Homilias de responsáveis diocesanos deixaram alertas

Lisboa, 01 jun 2018 (Ecclesia) – A celebração da solenidade do Corpo de Deus, esta quinta-feira, ficou marcada por mensagens em defesa da vida e da transformação social, nas várias dioceses portuguesas.

“A Igreja deseja e luta diariamente por um projecto de renovação do mundo e da sociedade. É em grupo que reconhecemos o valor da vida como algo que não nos pertence. Ela deve ter dignidade em todos momentos, particularmente na fase terminal. Importa trabalhar para que todos os portugueses tenham um final de vida natural e com dignidade, onde não faltam todos os cuidados que a medicina e a psicologia hoje nos oferecem”, disse em Braga D. Jorge Ortiga, arcebispo primaz, poucos dias depois do ‘chumbo’ do Parlamento à despenalização da eutanásia.

Em Lisboa, D. Manuel Clemente, cardeal-patriarca, sustentou que os cristãos devem ser sinal de esperança para o mundo.

“É uma imensa graça e uma grande responsabilidade. Somos sinal vivo da sua presença ressuscitada e ressuscitadora no mundo que é o nosso e que, também por nós, é o seu”, referiu, na Sé de Lisboa; as ruas da cidade acolheram, depois, a tradicional procissão com o Santíssimo Sacramento.

Mais a norte, D. Manuel Linda, bispo do Porto, exortou os fiéis para a centralidade da Eucaristia na fé cristã, que “impulsiona novas formas de vida e novas formas coletivas de procura”.

“A nossa sociedade tem fortes débitos de esperança”, advertiu.

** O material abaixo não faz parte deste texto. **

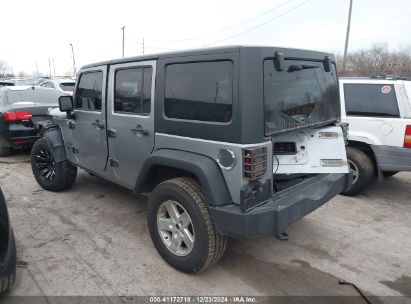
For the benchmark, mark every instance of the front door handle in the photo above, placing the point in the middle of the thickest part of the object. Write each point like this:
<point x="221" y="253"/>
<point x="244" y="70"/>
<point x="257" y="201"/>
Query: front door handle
<point x="139" y="131"/>
<point x="98" y="124"/>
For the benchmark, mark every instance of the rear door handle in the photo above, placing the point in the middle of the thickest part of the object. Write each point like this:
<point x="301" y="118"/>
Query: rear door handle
<point x="139" y="131"/>
<point x="98" y="124"/>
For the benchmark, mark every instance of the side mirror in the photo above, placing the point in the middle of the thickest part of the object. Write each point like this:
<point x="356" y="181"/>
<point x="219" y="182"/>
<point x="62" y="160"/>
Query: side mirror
<point x="66" y="103"/>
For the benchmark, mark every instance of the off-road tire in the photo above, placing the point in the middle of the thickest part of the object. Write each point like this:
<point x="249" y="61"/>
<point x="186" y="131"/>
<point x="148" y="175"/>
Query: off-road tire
<point x="66" y="173"/>
<point x="209" y="245"/>
<point x="8" y="270"/>
<point x="366" y="170"/>
<point x="5" y="151"/>
<point x="388" y="174"/>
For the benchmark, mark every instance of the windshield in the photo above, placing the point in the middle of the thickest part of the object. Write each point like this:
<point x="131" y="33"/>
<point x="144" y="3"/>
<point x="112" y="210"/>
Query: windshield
<point x="67" y="86"/>
<point x="300" y="95"/>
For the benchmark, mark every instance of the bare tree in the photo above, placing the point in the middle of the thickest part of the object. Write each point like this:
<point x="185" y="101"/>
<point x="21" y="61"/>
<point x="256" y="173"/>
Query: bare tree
<point x="377" y="60"/>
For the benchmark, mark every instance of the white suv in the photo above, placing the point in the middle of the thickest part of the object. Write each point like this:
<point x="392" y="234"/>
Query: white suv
<point x="378" y="111"/>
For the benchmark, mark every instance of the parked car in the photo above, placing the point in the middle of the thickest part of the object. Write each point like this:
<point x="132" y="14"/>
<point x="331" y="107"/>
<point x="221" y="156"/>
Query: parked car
<point x="378" y="111"/>
<point x="228" y="142"/>
<point x="62" y="84"/>
<point x="7" y="249"/>
<point x="20" y="107"/>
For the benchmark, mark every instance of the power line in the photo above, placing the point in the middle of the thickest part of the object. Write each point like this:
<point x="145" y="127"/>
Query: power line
<point x="260" y="25"/>
<point x="225" y="29"/>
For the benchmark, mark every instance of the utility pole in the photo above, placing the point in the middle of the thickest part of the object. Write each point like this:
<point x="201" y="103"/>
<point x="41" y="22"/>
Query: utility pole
<point x="123" y="39"/>
<point x="49" y="68"/>
<point x="143" y="45"/>
<point x="347" y="37"/>
<point x="74" y="61"/>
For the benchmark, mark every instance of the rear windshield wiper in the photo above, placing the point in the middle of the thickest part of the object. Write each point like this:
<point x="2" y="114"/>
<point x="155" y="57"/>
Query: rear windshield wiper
<point x="299" y="67"/>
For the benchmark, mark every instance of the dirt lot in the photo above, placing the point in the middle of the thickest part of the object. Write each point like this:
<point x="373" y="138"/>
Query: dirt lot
<point x="93" y="240"/>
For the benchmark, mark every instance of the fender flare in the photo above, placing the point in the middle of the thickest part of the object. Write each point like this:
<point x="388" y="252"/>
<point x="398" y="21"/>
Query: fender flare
<point x="52" y="134"/>
<point x="204" y="168"/>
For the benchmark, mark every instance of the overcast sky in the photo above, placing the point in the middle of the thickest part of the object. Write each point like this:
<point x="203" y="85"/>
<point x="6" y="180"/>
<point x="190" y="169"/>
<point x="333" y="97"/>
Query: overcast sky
<point x="35" y="30"/>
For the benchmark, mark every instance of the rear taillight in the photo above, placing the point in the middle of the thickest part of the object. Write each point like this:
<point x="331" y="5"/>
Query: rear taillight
<point x="17" y="116"/>
<point x="255" y="163"/>
<point x="407" y="138"/>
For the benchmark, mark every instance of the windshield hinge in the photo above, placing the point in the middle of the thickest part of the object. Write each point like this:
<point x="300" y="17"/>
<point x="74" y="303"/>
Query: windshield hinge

Já o bispo do Funchal, D. António Carrilho, propôs uma maior atenção aos doentes, “nas suas casas ou nos hospitais”, aos pobres, aos que precisam de “uma presença amiga ou palavra de conforto”, aos presos, às famílias com maiores problemas, os idosos, os jovens e as crianças.

“Cristo a todos atrai e abraça no Seu amor, especialmente os mais frágeis”, declarou.

D. Virgílio Antunes, bispo de Coimbra, recordou a importância da participação na Missa dominical: “Ao longo dos séculos e ainda hoje, a participação na Eucaristia dominical constitui um momento essencial da manifestação e preservação da identidade cristã. Não há Igreja sem Eucaristia e não se pode ser cristão sem se celebrar a Eucaristia, esse único mistério da comunhão de Deus connosco, de nós com Deus e uns com os outros”.

Em Santarém, D. José Traquina disse que “a Eucaristia é fonte de renovação”.

“Refaz-nos na comunhão com Cristo, na mesma Aliança de Amor; refaz-nos na missão que o Senhor nos confia na sua Igreja, no seio da família, no voluntariado, na dedicação de maior perfeição no trabalho que tivermos de realizar. Não esquecemos que é nesta fonte de vida que se alimentam espiritualmente todos os religiosos e religiosas, os matrimoniados e aqueles que se dedicam a cuidar dos pobres”, disse.